Current Meter Installed at International District
Current Meter At Slope Base

During ROPOS Dive 1629 of the VISIONS'13 Expedition, a current meter (tripod with red legs) and pressure sensor (SBE) were powered up and tested using through the medium powered J-box MJ01A. The ROV ROPOS provided power and communications and the data were streamed live up to the R/V Thompson through ROPOS's fiber optic tether. Here , the water depth was 10,000 ft.

A current meter (tripod with red legs) measures local currents and temperature. When deployed in conjunction with a nearby broadband seismometer, current meters can provide important data for processing of seismic information. Local currents can induce "noise" into the acoustic signal and current meter data allows filtering of this "noise." The RSN's VELD3 turbulent flow current meter measures how seawater mixes at the small scale.
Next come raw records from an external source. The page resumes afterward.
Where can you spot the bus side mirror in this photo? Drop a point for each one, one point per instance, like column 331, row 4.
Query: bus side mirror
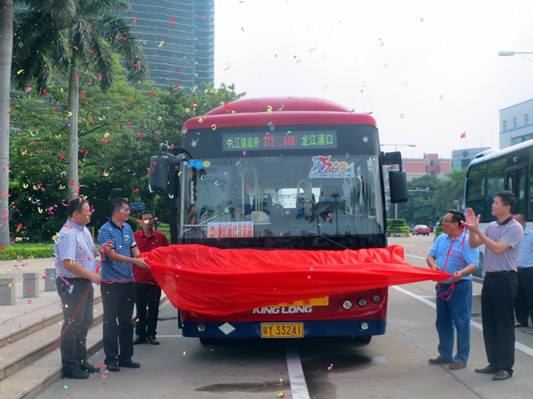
column 158, row 177
column 398, row 186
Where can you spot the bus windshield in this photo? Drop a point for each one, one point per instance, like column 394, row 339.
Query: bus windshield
column 302, row 195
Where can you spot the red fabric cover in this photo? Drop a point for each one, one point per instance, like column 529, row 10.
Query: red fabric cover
column 216, row 281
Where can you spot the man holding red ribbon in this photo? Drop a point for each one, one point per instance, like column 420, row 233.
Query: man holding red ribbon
column 147, row 291
column 452, row 254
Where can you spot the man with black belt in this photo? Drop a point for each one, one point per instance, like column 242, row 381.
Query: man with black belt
column 452, row 254
column 76, row 270
column 147, row 292
column 117, row 286
column 523, row 304
column 502, row 240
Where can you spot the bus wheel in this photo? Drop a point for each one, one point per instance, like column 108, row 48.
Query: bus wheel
column 208, row 341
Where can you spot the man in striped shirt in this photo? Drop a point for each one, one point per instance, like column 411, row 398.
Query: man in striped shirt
column 118, row 296
column 75, row 261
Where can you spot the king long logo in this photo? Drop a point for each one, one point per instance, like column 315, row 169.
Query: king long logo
column 324, row 166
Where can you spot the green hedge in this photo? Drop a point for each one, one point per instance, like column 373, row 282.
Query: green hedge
column 12, row 253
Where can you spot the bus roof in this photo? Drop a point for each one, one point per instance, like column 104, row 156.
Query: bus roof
column 278, row 111
column 486, row 155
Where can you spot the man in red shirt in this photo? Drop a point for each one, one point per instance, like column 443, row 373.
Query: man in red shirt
column 147, row 292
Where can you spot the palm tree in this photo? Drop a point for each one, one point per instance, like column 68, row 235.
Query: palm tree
column 73, row 36
column 6, row 47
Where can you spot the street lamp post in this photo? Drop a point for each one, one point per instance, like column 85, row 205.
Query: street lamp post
column 396, row 149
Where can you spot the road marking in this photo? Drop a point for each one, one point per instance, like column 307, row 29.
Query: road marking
column 296, row 374
column 518, row 345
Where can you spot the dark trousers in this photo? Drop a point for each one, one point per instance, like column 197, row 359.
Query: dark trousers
column 523, row 304
column 497, row 299
column 118, row 300
column 147, row 298
column 77, row 301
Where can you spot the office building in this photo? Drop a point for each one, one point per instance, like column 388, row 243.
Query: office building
column 177, row 37
column 431, row 164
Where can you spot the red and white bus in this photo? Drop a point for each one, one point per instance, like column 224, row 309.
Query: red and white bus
column 283, row 173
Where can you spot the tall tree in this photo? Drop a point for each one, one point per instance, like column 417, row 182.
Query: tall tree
column 74, row 36
column 6, row 48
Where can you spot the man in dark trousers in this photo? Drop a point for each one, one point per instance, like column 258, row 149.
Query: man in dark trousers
column 76, row 271
column 117, row 286
column 147, row 292
column 502, row 240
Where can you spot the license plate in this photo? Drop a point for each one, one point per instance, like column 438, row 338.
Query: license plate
column 282, row 330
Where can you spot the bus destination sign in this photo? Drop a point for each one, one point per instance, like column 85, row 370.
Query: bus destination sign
column 264, row 141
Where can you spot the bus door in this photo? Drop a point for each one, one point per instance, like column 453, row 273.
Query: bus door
column 515, row 181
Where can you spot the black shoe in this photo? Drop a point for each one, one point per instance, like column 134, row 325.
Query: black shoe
column 153, row 340
column 139, row 340
column 76, row 374
column 89, row 368
column 113, row 367
column 129, row 364
column 439, row 360
column 487, row 370
column 502, row 375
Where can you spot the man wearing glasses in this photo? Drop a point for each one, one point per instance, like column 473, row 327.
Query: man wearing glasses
column 452, row 254
column 118, row 296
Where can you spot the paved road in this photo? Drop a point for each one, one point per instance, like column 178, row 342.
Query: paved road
column 391, row 366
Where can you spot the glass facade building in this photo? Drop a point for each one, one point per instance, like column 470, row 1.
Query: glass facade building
column 178, row 39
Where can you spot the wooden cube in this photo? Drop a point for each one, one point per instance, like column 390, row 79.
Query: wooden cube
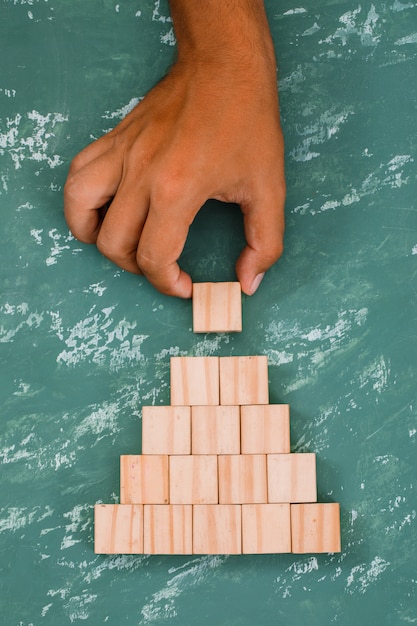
column 168, row 529
column 244, row 380
column 193, row 479
column 292, row 477
column 118, row 529
column 315, row 528
column 217, row 307
column 265, row 428
column 194, row 380
column 217, row 529
column 242, row 479
column 215, row 430
column 144, row 479
column 166, row 430
column 266, row 528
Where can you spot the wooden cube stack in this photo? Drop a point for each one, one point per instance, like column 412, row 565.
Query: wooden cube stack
column 216, row 474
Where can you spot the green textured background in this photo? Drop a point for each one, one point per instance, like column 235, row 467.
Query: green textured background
column 83, row 345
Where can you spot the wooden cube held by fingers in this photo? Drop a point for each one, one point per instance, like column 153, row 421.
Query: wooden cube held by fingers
column 217, row 307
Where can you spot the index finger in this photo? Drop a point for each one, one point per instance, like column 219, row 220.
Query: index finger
column 162, row 241
column 86, row 192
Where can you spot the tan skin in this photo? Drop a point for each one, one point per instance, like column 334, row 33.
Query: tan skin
column 209, row 129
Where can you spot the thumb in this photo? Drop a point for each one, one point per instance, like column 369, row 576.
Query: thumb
column 264, row 225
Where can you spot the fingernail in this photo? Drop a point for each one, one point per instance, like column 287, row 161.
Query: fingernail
column 256, row 282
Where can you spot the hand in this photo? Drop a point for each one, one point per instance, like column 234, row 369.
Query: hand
column 209, row 129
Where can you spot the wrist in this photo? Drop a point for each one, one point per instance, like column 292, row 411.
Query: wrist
column 225, row 33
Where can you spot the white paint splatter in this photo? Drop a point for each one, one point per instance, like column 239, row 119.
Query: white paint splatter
column 362, row 576
column 28, row 137
column 168, row 38
column 99, row 338
column 296, row 11
column 157, row 16
column 162, row 604
column 123, row 111
column 407, row 40
column 352, row 26
column 318, row 132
This behavior is important in understanding how heat, mass, and momentum are transported through the ocean.

During VISIONS '14, current meters are expected to be deployed at Axial Base (MJ03A), the International District in the Axial caldera (MJ03D), Slope Base (MJ01A), Southern Hydrate Ridge Sunmmit 1 (LJ01B), in the Endurance Offshore Benthic Package (LJ01C), the Endurance Nearshore Shelf Benthic Package (LJ01D), and on multiple deep (DP03A, DPO1A, DPO1B) and shallow (SF03A, SF01A, SF01B) profiler subsystems.